The stony reply from ICI Americas official Edgar Ready III: "He has misinformation."

The controversy spotlights a larger debate that pits chemical companies and their supporters against environmentalists and health officials worldwide. The companies believe pesticides are the best hope against starvation and poverty; their critics say pesticides' impact on people and the environment is uncertain at best, destructive at worst. While the industry supports voluntary efforts to educate workers and increase government controls, their foes want outright bans.

The Bush administration sides with the industry. "There's no doubt that there are problems associated with pesticide use in other countries, fairly serious problems," said William Jordan, the Environmental Protection Agency's pesticide policy chief. "I don't think the answer lies in cutting off the source of supply here. The answer lies in companies, growers, governments and international organizations educating people about the risk so they don't do the kinds of things that result in children dying."

Throughout the Third World, researchers have documented widespread misuse of pesticides. Workers toil under airplanes spraying chemicals. Families sleep in the same room as their backpack sprayers and wash chemical-contaminated clothing and equipment in basins used for dishes.

Companies contribute to a climate of misuse, a 1987 survey by pesticide-safety activists in Asia found.

On a calendar promoting Du Pont pesticides in Indonesia, "the May-June poster girl is shown spraying a pesticide on tobacco without gloves, face mask or any protective clothing," said Michael Hansen, a Consumers Union researcher involved in the study.

Chemical-industry spokesmen say they go to great lengths to educate Third World farmers and to guard against misuse so the chemicals can be handled safely.
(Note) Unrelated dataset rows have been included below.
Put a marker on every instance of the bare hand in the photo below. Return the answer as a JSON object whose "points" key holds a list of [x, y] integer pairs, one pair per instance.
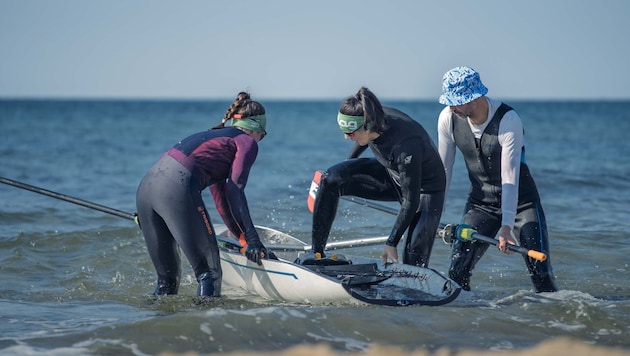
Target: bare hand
{"points": [[389, 252]]}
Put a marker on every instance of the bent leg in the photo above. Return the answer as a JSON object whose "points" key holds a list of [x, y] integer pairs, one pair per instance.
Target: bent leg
{"points": [[421, 234], [465, 255], [161, 245], [531, 228], [361, 177]]}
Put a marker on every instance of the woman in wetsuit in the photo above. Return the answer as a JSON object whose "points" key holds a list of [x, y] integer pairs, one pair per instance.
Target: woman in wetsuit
{"points": [[172, 214], [406, 167]]}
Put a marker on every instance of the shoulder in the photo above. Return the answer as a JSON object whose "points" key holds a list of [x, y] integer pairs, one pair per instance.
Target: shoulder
{"points": [[445, 122]]}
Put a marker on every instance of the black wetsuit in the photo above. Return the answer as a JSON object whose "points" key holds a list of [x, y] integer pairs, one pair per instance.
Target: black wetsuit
{"points": [[171, 211], [483, 208], [406, 168]]}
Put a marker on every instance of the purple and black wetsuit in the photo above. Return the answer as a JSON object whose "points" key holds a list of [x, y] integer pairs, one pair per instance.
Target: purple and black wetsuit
{"points": [[171, 211]]}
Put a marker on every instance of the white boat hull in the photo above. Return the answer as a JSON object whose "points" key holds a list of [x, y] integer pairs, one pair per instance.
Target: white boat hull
{"points": [[283, 280]]}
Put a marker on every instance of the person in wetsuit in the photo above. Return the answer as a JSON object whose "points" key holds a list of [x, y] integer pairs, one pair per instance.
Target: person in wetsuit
{"points": [[503, 198], [171, 211], [406, 168]]}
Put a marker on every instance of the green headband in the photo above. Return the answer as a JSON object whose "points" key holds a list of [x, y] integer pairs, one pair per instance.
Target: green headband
{"points": [[349, 124], [256, 123]]}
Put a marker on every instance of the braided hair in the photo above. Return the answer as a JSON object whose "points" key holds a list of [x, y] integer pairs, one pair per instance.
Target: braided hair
{"points": [[365, 103], [243, 106]]}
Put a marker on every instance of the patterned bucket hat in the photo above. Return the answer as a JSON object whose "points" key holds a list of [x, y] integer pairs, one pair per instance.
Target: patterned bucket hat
{"points": [[461, 85]]}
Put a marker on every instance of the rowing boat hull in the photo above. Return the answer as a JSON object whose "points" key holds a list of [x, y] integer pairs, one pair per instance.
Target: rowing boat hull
{"points": [[284, 280]]}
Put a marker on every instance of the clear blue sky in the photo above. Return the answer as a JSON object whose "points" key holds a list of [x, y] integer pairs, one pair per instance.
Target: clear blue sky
{"points": [[540, 49]]}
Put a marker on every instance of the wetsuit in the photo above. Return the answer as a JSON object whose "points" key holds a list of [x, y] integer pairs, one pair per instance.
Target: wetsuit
{"points": [[171, 211], [502, 191], [407, 168]]}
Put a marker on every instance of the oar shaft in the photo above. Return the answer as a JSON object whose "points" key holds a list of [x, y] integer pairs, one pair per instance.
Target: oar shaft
{"points": [[468, 234], [68, 198]]}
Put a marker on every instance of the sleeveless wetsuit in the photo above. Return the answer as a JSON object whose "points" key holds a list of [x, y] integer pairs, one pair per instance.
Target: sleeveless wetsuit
{"points": [[483, 210], [407, 168], [171, 211]]}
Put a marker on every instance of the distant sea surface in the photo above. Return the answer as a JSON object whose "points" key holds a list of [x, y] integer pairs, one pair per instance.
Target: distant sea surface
{"points": [[78, 281]]}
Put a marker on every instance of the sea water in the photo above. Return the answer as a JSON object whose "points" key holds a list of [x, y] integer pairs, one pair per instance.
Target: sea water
{"points": [[75, 280]]}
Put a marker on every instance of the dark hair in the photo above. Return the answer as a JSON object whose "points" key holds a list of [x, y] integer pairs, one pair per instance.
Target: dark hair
{"points": [[365, 103], [244, 106]]}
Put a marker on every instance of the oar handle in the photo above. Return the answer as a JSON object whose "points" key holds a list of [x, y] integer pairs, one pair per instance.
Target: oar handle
{"points": [[465, 233]]}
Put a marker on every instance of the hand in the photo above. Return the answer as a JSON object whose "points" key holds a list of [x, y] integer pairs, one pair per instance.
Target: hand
{"points": [[255, 251], [506, 237], [389, 252]]}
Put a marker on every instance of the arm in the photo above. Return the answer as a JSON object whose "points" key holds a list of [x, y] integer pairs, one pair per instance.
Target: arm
{"points": [[246, 153], [446, 145], [408, 157], [220, 200], [512, 143]]}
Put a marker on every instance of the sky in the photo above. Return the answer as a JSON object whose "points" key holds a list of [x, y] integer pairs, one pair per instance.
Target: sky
{"points": [[324, 49]]}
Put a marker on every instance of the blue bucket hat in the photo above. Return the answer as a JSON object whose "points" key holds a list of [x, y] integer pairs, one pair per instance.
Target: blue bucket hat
{"points": [[461, 85]]}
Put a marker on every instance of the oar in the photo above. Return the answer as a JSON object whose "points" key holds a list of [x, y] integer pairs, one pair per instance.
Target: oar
{"points": [[464, 232], [469, 234], [70, 199], [134, 217]]}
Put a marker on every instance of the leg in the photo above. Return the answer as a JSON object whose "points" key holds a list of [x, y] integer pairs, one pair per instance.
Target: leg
{"points": [[193, 230], [531, 229], [465, 255], [161, 245], [362, 177], [421, 234]]}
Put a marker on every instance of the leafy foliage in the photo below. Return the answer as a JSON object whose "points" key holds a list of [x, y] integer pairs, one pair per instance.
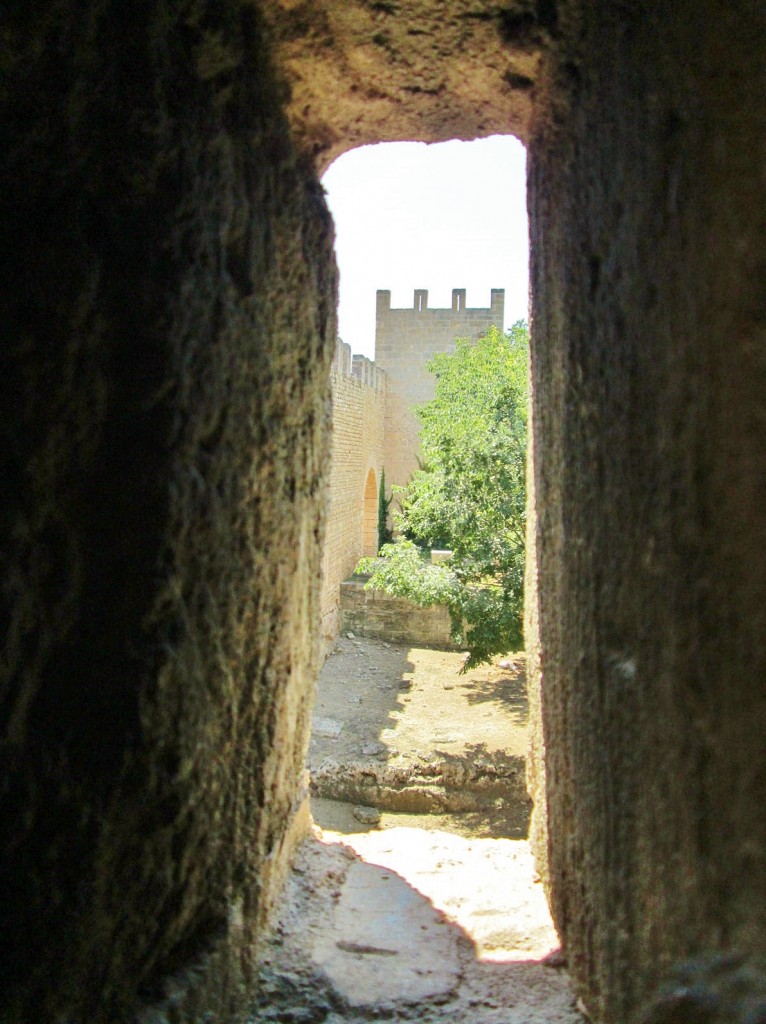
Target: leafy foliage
{"points": [[469, 497]]}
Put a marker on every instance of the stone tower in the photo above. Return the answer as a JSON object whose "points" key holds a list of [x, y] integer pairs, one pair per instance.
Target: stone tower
{"points": [[405, 341]]}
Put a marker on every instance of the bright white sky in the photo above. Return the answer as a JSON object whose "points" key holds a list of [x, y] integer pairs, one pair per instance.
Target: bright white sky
{"points": [[410, 215]]}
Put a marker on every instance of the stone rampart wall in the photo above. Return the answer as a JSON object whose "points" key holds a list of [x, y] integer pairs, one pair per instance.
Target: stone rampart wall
{"points": [[405, 341], [358, 388]]}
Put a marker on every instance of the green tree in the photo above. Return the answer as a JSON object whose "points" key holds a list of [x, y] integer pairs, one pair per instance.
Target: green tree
{"points": [[468, 496]]}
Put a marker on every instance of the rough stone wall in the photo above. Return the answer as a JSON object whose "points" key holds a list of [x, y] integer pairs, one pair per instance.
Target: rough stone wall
{"points": [[646, 198], [168, 295], [358, 388], [405, 341]]}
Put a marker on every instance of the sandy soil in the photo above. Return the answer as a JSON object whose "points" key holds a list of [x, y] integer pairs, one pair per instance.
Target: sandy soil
{"points": [[393, 914], [400, 728]]}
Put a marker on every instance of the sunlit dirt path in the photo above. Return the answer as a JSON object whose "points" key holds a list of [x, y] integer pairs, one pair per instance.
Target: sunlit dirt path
{"points": [[409, 924]]}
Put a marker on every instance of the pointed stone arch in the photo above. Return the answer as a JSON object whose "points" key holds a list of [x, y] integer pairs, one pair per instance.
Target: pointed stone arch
{"points": [[370, 516]]}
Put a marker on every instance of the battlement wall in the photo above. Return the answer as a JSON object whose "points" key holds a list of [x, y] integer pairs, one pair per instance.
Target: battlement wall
{"points": [[405, 341], [358, 388]]}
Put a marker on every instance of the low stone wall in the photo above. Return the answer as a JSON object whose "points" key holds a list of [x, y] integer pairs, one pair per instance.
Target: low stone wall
{"points": [[375, 613]]}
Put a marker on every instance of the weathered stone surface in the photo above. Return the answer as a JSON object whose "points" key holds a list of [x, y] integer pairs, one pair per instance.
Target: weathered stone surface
{"points": [[375, 613], [169, 318], [649, 389], [372, 72], [386, 944], [168, 295]]}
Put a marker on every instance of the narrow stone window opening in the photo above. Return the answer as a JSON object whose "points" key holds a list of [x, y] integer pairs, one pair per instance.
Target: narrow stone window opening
{"points": [[415, 767]]}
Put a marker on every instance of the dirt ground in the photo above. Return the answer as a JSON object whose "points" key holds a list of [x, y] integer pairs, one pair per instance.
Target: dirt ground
{"points": [[400, 729], [416, 896]]}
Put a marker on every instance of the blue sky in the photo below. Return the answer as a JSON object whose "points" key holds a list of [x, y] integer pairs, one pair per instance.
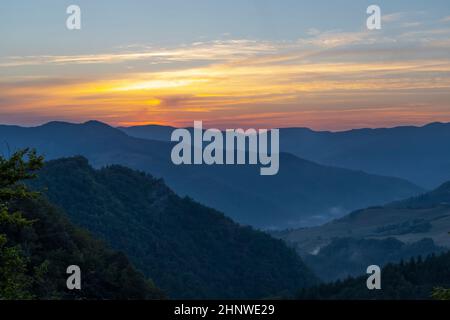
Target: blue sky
{"points": [[260, 63], [37, 27]]}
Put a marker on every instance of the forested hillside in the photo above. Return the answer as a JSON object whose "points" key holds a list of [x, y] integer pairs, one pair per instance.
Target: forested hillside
{"points": [[417, 279], [190, 251], [38, 243]]}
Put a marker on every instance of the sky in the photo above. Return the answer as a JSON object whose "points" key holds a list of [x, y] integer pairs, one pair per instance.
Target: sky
{"points": [[246, 63]]}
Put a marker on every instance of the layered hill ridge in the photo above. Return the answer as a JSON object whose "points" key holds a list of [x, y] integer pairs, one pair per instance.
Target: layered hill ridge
{"points": [[303, 193], [377, 235], [420, 154], [190, 251]]}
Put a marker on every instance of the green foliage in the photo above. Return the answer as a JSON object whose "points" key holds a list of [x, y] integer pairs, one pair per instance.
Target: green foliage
{"points": [[38, 243], [190, 251]]}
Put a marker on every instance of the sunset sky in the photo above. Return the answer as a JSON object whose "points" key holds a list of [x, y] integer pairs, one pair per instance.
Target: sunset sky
{"points": [[246, 63]]}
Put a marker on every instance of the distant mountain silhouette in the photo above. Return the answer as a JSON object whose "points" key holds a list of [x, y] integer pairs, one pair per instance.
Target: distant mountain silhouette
{"points": [[417, 154], [410, 221], [189, 250], [417, 226], [303, 193]]}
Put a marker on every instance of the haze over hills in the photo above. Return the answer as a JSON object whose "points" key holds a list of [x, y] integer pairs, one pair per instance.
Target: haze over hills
{"points": [[424, 216], [417, 154], [303, 192], [376, 235], [189, 250]]}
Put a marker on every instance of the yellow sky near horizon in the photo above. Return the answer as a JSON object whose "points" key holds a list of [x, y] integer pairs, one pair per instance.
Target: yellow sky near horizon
{"points": [[330, 81]]}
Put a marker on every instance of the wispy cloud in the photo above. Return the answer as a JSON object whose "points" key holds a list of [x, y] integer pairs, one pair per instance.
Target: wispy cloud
{"points": [[310, 81]]}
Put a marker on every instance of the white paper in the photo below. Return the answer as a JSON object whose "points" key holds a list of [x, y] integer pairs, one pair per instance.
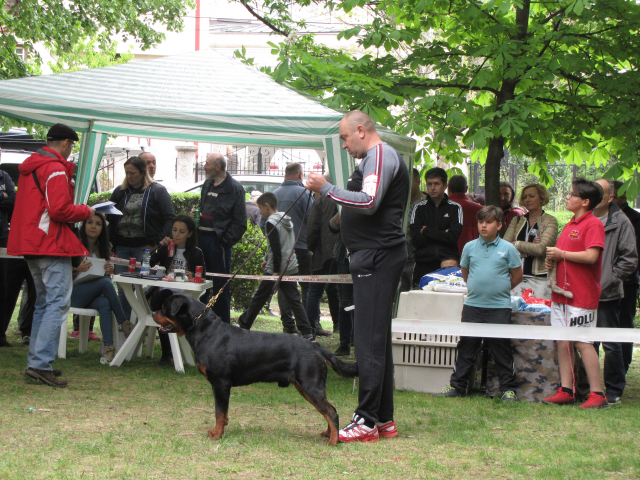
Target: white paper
{"points": [[95, 271], [107, 208]]}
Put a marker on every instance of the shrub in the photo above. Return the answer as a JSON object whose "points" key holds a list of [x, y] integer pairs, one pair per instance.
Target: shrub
{"points": [[241, 290]]}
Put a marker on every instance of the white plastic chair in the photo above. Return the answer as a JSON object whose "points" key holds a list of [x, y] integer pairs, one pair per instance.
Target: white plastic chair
{"points": [[85, 318]]}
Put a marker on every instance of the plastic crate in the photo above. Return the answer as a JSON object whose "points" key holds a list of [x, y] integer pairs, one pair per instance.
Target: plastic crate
{"points": [[423, 363]]}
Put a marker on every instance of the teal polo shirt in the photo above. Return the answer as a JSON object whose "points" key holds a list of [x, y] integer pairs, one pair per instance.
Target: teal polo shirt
{"points": [[489, 281]]}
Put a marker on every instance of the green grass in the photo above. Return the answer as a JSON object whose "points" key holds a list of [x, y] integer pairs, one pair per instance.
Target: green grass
{"points": [[141, 421]]}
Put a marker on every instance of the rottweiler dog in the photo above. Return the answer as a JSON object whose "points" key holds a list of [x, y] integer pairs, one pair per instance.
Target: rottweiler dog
{"points": [[229, 356]]}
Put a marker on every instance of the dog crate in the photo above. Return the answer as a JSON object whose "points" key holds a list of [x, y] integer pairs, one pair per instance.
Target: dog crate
{"points": [[424, 362]]}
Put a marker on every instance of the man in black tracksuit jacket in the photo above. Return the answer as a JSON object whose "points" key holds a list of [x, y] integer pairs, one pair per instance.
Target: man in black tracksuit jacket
{"points": [[371, 226], [629, 302], [435, 225], [223, 221]]}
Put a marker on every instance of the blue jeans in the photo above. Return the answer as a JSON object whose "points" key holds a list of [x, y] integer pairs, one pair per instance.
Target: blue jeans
{"points": [[217, 259], [53, 280], [100, 295], [126, 253]]}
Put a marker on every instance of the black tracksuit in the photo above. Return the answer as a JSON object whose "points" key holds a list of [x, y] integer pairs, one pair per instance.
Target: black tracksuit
{"points": [[439, 239], [629, 302], [371, 226]]}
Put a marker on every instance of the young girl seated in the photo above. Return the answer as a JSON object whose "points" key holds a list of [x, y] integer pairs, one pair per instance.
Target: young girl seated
{"points": [[99, 294], [186, 256]]}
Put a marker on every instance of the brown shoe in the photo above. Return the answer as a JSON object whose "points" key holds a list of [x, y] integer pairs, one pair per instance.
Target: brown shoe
{"points": [[108, 354], [45, 376], [56, 373], [126, 327]]}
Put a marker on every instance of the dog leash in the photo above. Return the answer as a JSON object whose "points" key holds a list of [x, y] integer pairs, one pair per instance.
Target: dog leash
{"points": [[213, 299]]}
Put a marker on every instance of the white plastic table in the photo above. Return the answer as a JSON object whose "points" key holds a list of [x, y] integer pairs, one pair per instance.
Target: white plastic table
{"points": [[134, 291]]}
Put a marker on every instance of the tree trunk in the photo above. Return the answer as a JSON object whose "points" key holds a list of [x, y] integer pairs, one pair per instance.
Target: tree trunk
{"points": [[506, 93], [492, 171]]}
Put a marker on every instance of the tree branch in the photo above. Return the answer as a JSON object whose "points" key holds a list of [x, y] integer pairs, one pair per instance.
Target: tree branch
{"points": [[445, 85], [245, 3], [570, 76], [487, 14], [566, 104]]}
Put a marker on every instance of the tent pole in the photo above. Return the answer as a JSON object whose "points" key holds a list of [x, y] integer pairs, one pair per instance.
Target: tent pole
{"points": [[91, 150]]}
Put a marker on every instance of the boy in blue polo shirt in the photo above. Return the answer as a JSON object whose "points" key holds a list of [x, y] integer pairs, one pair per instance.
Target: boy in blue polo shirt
{"points": [[491, 267]]}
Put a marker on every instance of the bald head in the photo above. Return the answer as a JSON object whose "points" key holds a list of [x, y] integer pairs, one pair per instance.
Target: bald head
{"points": [[358, 133], [358, 117], [150, 161], [607, 197]]}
To prevent poisonings with paraquat in countries with high illiteracy rates, ICI distributes safety instructions in cartoon format and has added warning elements to the product itself: a bright green color, a noxious smell and a nausea-provoking additive.

Well aware that Counter is toxic, American Cyanamid began a pioneering effort in Ecuador, where the product is used to kill worms that can fell a banana plant. Even small-scale farmers must use the firm's distributor, which provides sprayers with protective clothing and medical tests to monitor levels of the pesticide in their blood. But that same effort has not been expanded to Central America.

Said Robert Harrison, who manages American Cyanamid's pesticide business in Latin America: "I sleep at night very comfortably. I think we've done as a company everything we can to avoid this problem from happening, but there's no way to control them totally."

But there is, suggests Murray, the pesticide-safety researcher: Change the mindset of industry and government officials who believe "development is a desperate need in the Third World and it doesn't come without sacrifice."

Echoes of that philosophy emerged in an interview with EPA's Jordan, who said: "I do not suggest that progress is without problems. It is something, though, that has two sides to it. It seems to me that you cannot simply ignore progress."